/Omnivore

Omnivore Optimizer and Distributed CcT

Primary LanguageC++

Omnivore Optimizer and Distributed CcT

This is our Omnivore optimizer implemented for distributed CaffeConTroll

See our paper Omnivore: An Optimizer for Multi-device Deep Learning on CPUs and GPUs

Compilation

Download the repository as well as the CaffeConTroll submodule

  • git clone https://github.com/HazyResearch/Omnivore.git
  • cd Omnivore
  • git submodule update --init

Install the following dependencies

  • zeromq
  • libconfig++
  • Python library: Protobuf 3.0.0, e.g. using the command pip install protobuf==3.0.0a3 (the C++ library still needs to be installed below)
  • Python library: LMDB, e.g. using the command pip install lmdb (the C++ library still needs to be installed below)

Also install the dependencies for the CaffeConTroll submodule (follow steps 1 and 3 here)

Compile dcct (the distributed CcT system)

make -j
cd tools/size_util/; make -j; cd -

This will produce a binary dcct.

Setup

Create a file containing each machine in your cluster, one per line

  • The machine name should be the same as the machine you would ssh into
  • For example if you would normally do: ssh root@node012, then your machine list would contain node012
  • See an example here

Create a solver and train prototxt file (same input as Caffe/CaffeConTroll)

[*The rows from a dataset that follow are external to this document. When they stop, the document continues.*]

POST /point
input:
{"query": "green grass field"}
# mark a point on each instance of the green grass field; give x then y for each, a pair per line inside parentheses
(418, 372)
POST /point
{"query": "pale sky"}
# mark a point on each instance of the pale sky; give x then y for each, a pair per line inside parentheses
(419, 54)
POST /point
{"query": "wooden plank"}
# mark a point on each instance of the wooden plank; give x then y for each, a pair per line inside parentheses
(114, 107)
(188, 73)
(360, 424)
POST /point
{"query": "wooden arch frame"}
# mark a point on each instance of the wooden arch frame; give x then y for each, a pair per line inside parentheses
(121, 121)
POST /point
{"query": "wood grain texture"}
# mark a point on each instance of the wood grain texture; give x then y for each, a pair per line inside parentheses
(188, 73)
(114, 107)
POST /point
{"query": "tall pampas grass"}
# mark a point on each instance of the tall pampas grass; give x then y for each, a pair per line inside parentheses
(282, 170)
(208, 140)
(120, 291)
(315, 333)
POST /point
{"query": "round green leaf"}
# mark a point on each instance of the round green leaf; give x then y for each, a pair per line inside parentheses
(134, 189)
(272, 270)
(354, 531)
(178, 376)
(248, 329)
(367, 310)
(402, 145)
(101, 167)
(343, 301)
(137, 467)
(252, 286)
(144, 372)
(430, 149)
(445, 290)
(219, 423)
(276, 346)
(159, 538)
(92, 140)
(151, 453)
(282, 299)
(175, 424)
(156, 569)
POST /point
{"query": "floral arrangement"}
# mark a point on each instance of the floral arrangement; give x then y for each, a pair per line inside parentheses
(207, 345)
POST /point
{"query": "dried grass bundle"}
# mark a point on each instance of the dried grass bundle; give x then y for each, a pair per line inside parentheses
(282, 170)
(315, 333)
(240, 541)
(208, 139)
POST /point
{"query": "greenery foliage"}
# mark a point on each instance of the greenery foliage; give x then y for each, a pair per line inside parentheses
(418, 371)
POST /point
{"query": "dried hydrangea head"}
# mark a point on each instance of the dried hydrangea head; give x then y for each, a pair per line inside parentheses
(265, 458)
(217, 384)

Edit the top of the file run.py, located in the root directory, to update the script parameters:

  • Edit the line user = 'root' in the SSH parameters section to add the right username for ssh
    • For the example above (ssh root@node012), the username put on that line would be root
  • Edit the line extra_cmd = ... in the SSH parameters section to add any lines needed between when you first ssh into your machine and when you are in the Omnivore directory about to run ./omnivore.py (usually these are cd commands)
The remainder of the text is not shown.